The geography of the Battery Belt is being determined by proximity to auto production facilities, namely with the major U.S. companies, GM and Ford, as well as foreign companies like Toyota, Stellantis (Fiat Chrysler-PSA Group), and Volkswagen. This benefits states like Kentucky, Ohio, Tennessee, Illinois, and Michigan—as well as Canada and Mexico. States outside of the new Battery Belt include California and Nevada.
Clean Energy, but…
While the development of a Battery Belt is a positive development for the U.S. economy, there are challenges. These include environmental concerns, indigenous peoples’ rights, finding enough skilled workers, and energy supply. In January, it was announced that the Australian lithium company Ioneer had secured a conditional commitment for a loan of up to $700 million from the U.S. Department of Energy to develop a lithium site that, when fully operational, will supply 400,000 EVs per year. Ioneer has already secured agreements with Ford and Toyota. While this indicates a degree of momentum in developing the U.S. battery and EV business, the permitting process for new lithium mines is lengthy. What could kill the project is a rare wildflower, Tiehm’s buckwheat. The Center for Biological Diversity is arguing that the lithium mine represents an “existential threat” to the flower.
Another proposed lithium mine in Nevada, Thacker Pass, is also being opposed by conservation groups. In North Carolina, another proposed mine has been stalled over regulatory issues. Currently, the United States has only one operational lithium mine, which cannot possibly meet American battery demand. This means that U.S. EV batteries will use Canadian, Argentine, or Chilean lithium.
One last consideration is the issue of financing. For all the Biden administration’s enthusiasm for the development of a Battery Belt, ESG (Environment, Social, and Governance) represents a challenge to the mining part of Battery Belt development. Mining runs into a wall of concerns over biodiversity, ecosystem services, water management, mine waste, carbon footprint, hazardous substances, indigenous peoples’ rights, vulnerable people, and mine closure/after use.

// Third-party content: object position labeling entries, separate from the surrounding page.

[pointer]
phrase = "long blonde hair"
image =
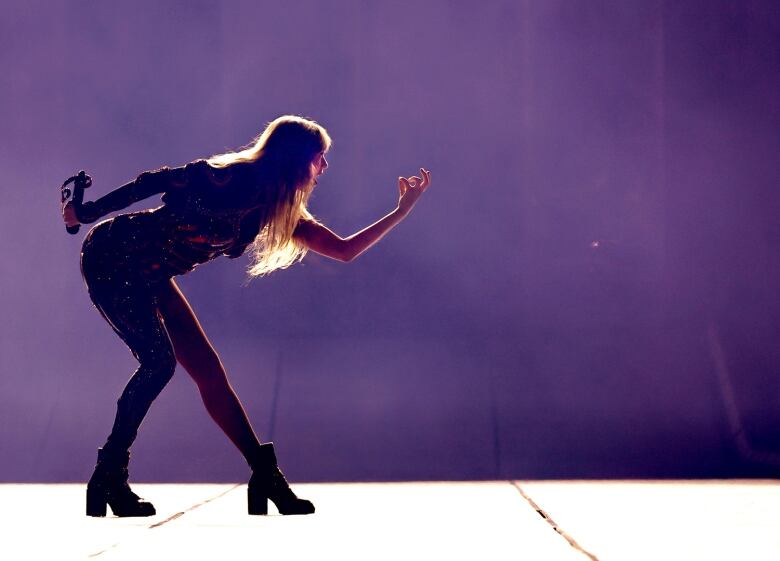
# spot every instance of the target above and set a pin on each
(281, 158)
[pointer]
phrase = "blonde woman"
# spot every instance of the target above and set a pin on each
(254, 199)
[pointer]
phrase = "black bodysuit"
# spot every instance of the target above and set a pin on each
(207, 212)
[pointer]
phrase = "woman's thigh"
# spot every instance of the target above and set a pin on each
(191, 346)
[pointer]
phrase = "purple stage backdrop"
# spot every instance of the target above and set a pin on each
(588, 289)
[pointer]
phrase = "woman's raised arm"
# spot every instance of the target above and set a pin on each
(322, 240)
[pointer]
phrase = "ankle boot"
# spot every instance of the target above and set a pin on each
(268, 482)
(108, 486)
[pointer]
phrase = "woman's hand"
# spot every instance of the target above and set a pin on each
(69, 215)
(411, 188)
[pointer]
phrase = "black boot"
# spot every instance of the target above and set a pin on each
(108, 486)
(268, 482)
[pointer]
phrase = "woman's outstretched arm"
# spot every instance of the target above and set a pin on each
(147, 184)
(322, 240)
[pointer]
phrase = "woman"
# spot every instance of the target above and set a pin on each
(254, 198)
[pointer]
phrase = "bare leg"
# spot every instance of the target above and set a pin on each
(196, 354)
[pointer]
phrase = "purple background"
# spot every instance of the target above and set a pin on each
(589, 288)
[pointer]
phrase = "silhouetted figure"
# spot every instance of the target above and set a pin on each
(254, 198)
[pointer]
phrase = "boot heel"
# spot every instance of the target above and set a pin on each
(96, 503)
(257, 503)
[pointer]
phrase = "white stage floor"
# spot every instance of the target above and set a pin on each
(604, 520)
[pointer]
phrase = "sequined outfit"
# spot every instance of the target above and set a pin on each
(206, 213)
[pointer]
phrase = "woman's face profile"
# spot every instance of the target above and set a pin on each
(318, 166)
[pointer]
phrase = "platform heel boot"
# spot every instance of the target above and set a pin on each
(108, 486)
(268, 482)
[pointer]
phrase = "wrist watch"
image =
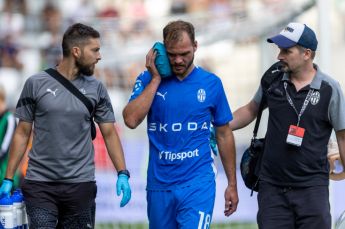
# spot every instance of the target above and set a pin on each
(125, 172)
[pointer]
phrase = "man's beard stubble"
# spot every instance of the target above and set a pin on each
(84, 69)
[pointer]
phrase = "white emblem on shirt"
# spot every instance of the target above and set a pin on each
(52, 92)
(201, 95)
(315, 98)
(82, 90)
(161, 95)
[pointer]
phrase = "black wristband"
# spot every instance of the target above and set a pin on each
(125, 172)
(9, 179)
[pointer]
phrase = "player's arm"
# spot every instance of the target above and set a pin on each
(115, 151)
(227, 152)
(113, 145)
(18, 147)
(136, 110)
(244, 115)
(341, 144)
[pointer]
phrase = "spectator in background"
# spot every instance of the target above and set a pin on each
(180, 110)
(51, 52)
(7, 127)
(9, 54)
(59, 186)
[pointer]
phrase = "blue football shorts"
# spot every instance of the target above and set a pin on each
(183, 208)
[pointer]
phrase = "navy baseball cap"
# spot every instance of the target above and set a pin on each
(295, 34)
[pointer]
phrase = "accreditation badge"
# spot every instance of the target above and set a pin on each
(295, 135)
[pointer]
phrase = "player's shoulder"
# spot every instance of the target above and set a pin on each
(205, 74)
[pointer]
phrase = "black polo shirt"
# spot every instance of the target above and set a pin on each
(307, 165)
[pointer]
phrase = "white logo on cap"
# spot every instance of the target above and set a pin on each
(293, 31)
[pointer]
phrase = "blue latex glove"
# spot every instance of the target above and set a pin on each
(213, 141)
(162, 61)
(6, 187)
(123, 185)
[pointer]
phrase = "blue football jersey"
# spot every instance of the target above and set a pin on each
(178, 127)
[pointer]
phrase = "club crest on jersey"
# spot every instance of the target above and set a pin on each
(201, 95)
(315, 98)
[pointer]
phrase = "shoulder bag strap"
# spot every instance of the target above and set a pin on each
(69, 86)
(258, 117)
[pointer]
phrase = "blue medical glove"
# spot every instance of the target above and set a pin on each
(6, 187)
(213, 141)
(123, 185)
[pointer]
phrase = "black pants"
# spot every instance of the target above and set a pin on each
(293, 208)
(60, 205)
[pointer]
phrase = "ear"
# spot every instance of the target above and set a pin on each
(195, 45)
(76, 52)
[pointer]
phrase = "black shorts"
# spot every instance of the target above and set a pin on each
(288, 207)
(60, 205)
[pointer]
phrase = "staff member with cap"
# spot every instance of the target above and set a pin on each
(304, 106)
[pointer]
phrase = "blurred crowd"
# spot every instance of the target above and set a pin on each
(31, 30)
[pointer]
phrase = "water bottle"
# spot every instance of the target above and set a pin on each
(24, 217)
(7, 219)
(18, 208)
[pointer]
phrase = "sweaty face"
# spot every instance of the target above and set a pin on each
(181, 55)
(89, 57)
(291, 58)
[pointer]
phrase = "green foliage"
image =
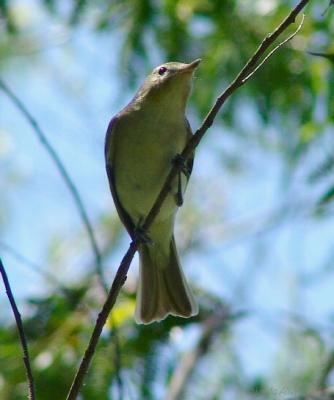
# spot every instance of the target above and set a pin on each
(291, 101)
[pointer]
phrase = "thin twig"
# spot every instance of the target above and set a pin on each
(190, 147)
(24, 345)
(101, 320)
(275, 49)
(64, 174)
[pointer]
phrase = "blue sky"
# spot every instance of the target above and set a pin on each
(72, 88)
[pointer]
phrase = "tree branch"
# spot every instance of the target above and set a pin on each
(123, 269)
(24, 345)
(76, 197)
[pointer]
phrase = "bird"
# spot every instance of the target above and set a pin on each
(142, 143)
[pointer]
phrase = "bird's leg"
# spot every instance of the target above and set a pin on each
(180, 162)
(140, 235)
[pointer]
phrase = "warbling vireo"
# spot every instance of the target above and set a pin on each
(141, 143)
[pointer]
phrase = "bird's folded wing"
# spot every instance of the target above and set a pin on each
(109, 149)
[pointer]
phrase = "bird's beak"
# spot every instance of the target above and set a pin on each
(192, 66)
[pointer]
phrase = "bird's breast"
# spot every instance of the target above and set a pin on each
(144, 151)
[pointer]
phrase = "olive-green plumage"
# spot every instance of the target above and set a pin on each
(142, 141)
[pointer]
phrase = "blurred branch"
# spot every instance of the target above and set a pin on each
(26, 359)
(184, 370)
(245, 74)
(75, 194)
(64, 174)
(31, 264)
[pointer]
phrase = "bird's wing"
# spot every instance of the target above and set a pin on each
(190, 160)
(109, 149)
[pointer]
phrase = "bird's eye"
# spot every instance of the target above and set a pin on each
(162, 70)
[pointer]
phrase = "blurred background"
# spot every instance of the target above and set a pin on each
(256, 230)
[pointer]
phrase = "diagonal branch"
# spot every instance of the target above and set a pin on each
(123, 269)
(24, 345)
(76, 197)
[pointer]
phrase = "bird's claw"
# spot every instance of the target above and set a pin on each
(180, 162)
(141, 236)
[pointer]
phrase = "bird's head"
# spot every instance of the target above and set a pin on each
(168, 83)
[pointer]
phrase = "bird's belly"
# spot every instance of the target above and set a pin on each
(141, 174)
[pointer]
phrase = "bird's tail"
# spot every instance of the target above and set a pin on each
(162, 287)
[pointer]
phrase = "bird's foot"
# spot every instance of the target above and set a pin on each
(141, 236)
(180, 162)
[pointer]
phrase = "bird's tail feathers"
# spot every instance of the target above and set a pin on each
(162, 287)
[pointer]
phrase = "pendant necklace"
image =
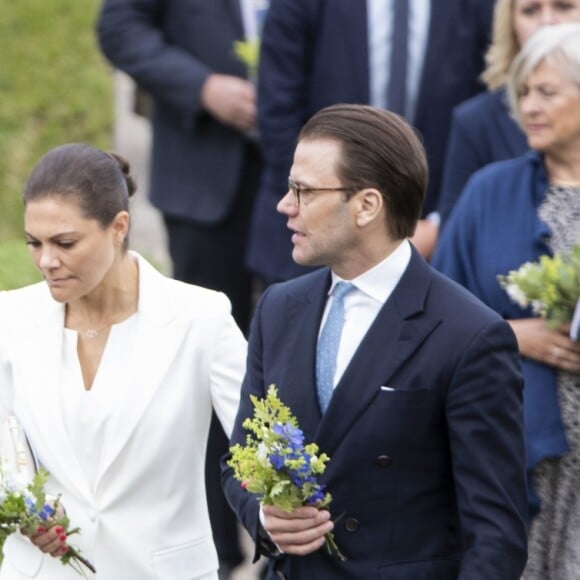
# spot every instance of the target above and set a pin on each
(94, 332)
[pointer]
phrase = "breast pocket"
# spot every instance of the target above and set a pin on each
(195, 560)
(403, 399)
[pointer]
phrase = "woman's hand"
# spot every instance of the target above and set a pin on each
(50, 540)
(549, 346)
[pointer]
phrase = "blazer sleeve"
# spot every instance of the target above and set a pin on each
(245, 504)
(227, 369)
(6, 388)
(131, 36)
(484, 411)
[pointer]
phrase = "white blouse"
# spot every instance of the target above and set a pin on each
(87, 412)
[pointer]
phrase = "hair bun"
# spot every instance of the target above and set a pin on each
(125, 170)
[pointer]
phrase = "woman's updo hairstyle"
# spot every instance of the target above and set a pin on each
(99, 182)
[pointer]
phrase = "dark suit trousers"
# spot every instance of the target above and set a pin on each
(213, 256)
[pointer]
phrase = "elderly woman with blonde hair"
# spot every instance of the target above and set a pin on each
(482, 129)
(513, 212)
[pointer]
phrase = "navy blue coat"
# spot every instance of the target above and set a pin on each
(170, 47)
(429, 476)
(482, 131)
(315, 54)
(493, 229)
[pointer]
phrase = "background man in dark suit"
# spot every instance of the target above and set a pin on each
(205, 166)
(318, 52)
(424, 419)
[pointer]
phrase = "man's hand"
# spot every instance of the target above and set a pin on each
(299, 532)
(51, 541)
(549, 346)
(231, 100)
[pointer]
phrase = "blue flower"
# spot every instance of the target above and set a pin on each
(277, 461)
(293, 435)
(46, 512)
(317, 496)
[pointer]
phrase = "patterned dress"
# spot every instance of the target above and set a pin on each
(554, 540)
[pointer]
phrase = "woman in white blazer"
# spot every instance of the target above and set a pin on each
(112, 370)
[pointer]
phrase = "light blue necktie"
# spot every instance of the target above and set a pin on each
(397, 92)
(328, 342)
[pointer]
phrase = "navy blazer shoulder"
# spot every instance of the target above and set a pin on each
(482, 132)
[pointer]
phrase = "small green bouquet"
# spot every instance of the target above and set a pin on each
(248, 52)
(25, 508)
(551, 286)
(276, 465)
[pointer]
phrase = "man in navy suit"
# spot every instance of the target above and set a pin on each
(424, 419)
(319, 52)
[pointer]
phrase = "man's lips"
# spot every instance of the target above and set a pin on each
(55, 282)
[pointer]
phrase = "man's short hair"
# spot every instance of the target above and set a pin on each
(379, 149)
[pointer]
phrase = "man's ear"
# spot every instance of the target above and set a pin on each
(369, 206)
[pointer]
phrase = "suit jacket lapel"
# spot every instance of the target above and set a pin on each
(234, 8)
(395, 335)
(438, 35)
(298, 386)
(354, 21)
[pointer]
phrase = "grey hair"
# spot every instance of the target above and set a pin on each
(559, 43)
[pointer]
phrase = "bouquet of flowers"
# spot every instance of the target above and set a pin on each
(24, 506)
(276, 465)
(550, 286)
(248, 52)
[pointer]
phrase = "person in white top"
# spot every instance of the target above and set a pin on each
(112, 370)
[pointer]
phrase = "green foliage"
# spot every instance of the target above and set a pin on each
(55, 87)
(248, 52)
(276, 465)
(550, 286)
(28, 508)
(16, 266)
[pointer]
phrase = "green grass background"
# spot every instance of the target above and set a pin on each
(55, 87)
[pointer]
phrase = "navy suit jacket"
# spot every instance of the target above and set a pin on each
(482, 131)
(429, 477)
(170, 47)
(315, 54)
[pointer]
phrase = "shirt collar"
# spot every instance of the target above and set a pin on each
(380, 281)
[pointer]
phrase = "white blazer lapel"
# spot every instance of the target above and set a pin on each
(37, 397)
(157, 344)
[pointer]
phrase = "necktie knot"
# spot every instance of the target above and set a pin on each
(328, 343)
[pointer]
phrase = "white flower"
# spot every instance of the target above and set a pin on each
(262, 454)
(517, 295)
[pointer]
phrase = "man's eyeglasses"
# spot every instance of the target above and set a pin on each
(297, 190)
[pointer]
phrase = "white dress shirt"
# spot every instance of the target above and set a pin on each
(362, 305)
(253, 13)
(380, 33)
(87, 412)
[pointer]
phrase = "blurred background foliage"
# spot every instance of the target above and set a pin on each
(55, 87)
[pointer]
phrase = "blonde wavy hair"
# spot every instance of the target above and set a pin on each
(504, 46)
(558, 44)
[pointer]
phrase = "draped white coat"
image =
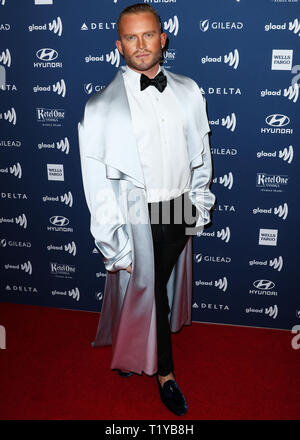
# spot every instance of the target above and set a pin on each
(116, 197)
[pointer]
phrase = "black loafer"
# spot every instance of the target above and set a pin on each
(124, 374)
(172, 397)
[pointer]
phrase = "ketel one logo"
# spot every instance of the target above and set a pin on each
(47, 54)
(56, 26)
(272, 311)
(113, 58)
(232, 59)
(67, 199)
(292, 92)
(16, 170)
(264, 284)
(294, 26)
(229, 122)
(277, 263)
(21, 220)
(5, 58)
(224, 234)
(9, 116)
(59, 220)
(172, 25)
(277, 120)
(226, 180)
(74, 293)
(70, 248)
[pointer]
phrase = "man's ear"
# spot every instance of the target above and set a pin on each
(163, 39)
(119, 46)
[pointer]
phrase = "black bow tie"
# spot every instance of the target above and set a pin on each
(159, 81)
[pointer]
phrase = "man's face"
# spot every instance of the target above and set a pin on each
(141, 41)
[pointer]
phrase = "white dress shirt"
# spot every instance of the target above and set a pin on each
(159, 130)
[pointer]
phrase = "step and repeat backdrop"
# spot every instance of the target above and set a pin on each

The U.S. battery belt is already having an impact on state and local governments in terms of jobs, revenues, and infrastructure. But Americans should be careful about the sales pitch – there is not going to be a rapid and easy transformation of energy generation and transportation. The push-pull of national security and economic needs vis-à-vis environmental concerns is part and parcel of the process. Indeed, the battery belt (and by extension critical metals mining) faces the same challenge facing wind and solar power; people support it, but don’t want it in their own backyards. There are tough choices to be made: do we keep a rare wildflower alive for future generations and not build a mine… or do we develop the mine, make batteries and EVs, and herald in a new energy age? Once the flower is gone, it cannot be replaced.
Time is a factor in dealing with the environment. It is also a factor in geopolitics; China has little hesitation in securing access to critical metals even if the process includes environmental degradation both at home and abroad. And China wants a highly competitive battery and EV industry. This can cost the United States both jobs and revenue, as well as leave the country dependent on a rival power. America is putting the right tools on the work table to enhance its competitiveness with both batteries and EVs, but time is slipping away. Americans should remember the words of Benjamin Franklin, “Lost time is never found again.”
Dr. Scott B. MacDonald is the Chief Economist for Smith’s Research & Gradings, a Fellow with the Caribbean Policy Consortium, and a Research fellow with Global Americans. Prior to those positions, he worked for the Office of the Comptroller of the Currency, Credit Suisse, Donaldson, Lufkin and Jenrette, KWR International, and Mitsubishi Corporation. His most recent book is The New Cold War, China and the Caribbean (Palgrave Macmillan 2022).